A: Calcium transients (indicated by tick marks) detected in individual cells (vertical axis) are plotted across time following vehicle (water, left) and Zolpidem (10 mg/kg, right) administration in a representative animal. B: Histogram of calcium transients (“Event Rate”) in the representative animal. C: Average rate of calcium transients (s.e.m. error bar) in all animals used in the study. Zolpidem decreased the frequency of calcium transients by 71% (from 0.7120 to 0.2087 events/min/cell, p<0.0001, Wilcoxon Signed Rank Test).

Figure 3. Decrease in locomotion was not sufficient to explain Zolpidem-induced decrease in neuronal activity.

A: Raster plot of calcium transients in individual cells (vertical axis) following vehicle (left) and Zolpidem (10 mg/kg, right) administration in an example animal with identified inactive (displacements <−.2 cm/min) periods (green shading). The corresponding speed (in cm/min) trace is plotted below the raster plot. B: Comparison of average frequencies of calcium transients (number of events/minute/cell) during active periods (black bars) and inactive periods (green bars) in the representative animal (s.e.m. error bar). C: Average rate of calcium transients (s.e.m. error bar) in all animals with identified inactive periods following both vehicle (left) and Zolpidem (right) administration.

Figure 4. Individual hippocampal CA1 pyramidal cells differed in their responses to Zolpidem.

A: Representative raster plot of calcium transients in individual cells (n = 195) that are color-coded depending on their response to Zolpidem (Mann-Whitney-Wilcoxon test, p<0.05 criterion of significance): significant decrease (blue); significant increase (red), non-significant change (black). B: Locations of individual cells identified in the same representative imaging session, layered atop a mean fluorescent image. C: Rate of calcium transients post-Zolpidem (“Zolpidem Event Rate”) vs post-vehicle (“Vehicle Event Rate”); each dot is an individual cell (n = 1275). The majority of individual neurons (65%) significantly lowered neuronal activity following Zolpidem administration; 32% of neurons did not show a significant change; and a small neuronal subset (∼3%) showed a significant increase.

Figure 5. Neuronal activity during Zolpidem-induced NREM sleep was lower than neuronal activity during physiological NREM.

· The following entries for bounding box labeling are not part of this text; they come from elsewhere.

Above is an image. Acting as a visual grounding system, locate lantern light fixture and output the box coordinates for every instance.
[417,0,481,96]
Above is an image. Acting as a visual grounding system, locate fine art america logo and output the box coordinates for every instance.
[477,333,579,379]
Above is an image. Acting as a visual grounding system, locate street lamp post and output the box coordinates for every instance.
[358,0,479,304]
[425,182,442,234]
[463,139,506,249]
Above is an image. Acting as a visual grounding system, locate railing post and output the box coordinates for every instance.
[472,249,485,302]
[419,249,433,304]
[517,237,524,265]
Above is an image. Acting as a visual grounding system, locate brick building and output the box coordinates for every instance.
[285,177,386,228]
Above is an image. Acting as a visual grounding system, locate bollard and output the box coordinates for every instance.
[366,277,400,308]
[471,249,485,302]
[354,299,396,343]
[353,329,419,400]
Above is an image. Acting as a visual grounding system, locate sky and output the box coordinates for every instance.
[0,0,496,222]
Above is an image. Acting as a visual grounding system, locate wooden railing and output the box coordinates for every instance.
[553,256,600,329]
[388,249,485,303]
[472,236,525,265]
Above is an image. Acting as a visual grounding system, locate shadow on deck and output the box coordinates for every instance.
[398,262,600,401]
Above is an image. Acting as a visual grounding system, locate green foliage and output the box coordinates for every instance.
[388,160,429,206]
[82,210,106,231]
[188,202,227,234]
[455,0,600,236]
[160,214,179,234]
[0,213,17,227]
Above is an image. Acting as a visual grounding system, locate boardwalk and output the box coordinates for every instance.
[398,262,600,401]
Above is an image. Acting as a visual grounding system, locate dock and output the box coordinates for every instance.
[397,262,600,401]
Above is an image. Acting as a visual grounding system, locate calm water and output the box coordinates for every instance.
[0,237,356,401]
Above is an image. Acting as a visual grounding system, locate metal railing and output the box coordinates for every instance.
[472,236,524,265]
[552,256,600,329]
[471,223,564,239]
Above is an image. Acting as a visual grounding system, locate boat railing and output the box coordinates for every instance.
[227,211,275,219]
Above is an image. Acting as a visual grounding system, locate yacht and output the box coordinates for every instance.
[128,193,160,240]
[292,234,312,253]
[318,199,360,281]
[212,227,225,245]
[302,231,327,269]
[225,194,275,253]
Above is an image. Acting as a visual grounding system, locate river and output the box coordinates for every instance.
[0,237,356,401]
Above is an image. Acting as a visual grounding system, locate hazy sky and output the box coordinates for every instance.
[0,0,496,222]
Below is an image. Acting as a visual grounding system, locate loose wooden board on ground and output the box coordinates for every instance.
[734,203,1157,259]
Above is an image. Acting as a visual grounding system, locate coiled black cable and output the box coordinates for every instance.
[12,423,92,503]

A: Raster plots of calcium transients in 478 individual cells (vertical axis) during pre-treatment active wake periods (“Baseline”) and post-treatment NREM periods (“NREM”) in two imaging sessions (“Vehicle” and “Zolpidem”). B: Average frequencies of calcium transients (“Event Rate”: number of events/minute/cell) during pre-treatment active wake (in both Vehicle and Zolpidem sessions, black bars), physiological NREM (“Vehicle”, grey bar) and Zolpidem-induced NREM (“Zolpidem”, grey bar). The error bars are the s.e.m. for each condition across all cells. Zolpidem NREM neuronal activity was significantly lower than vehicle NREM neuronal activity (0.09 and 0.15 events/minute/cell, respectively, 40% change, p<0.004, WSR test).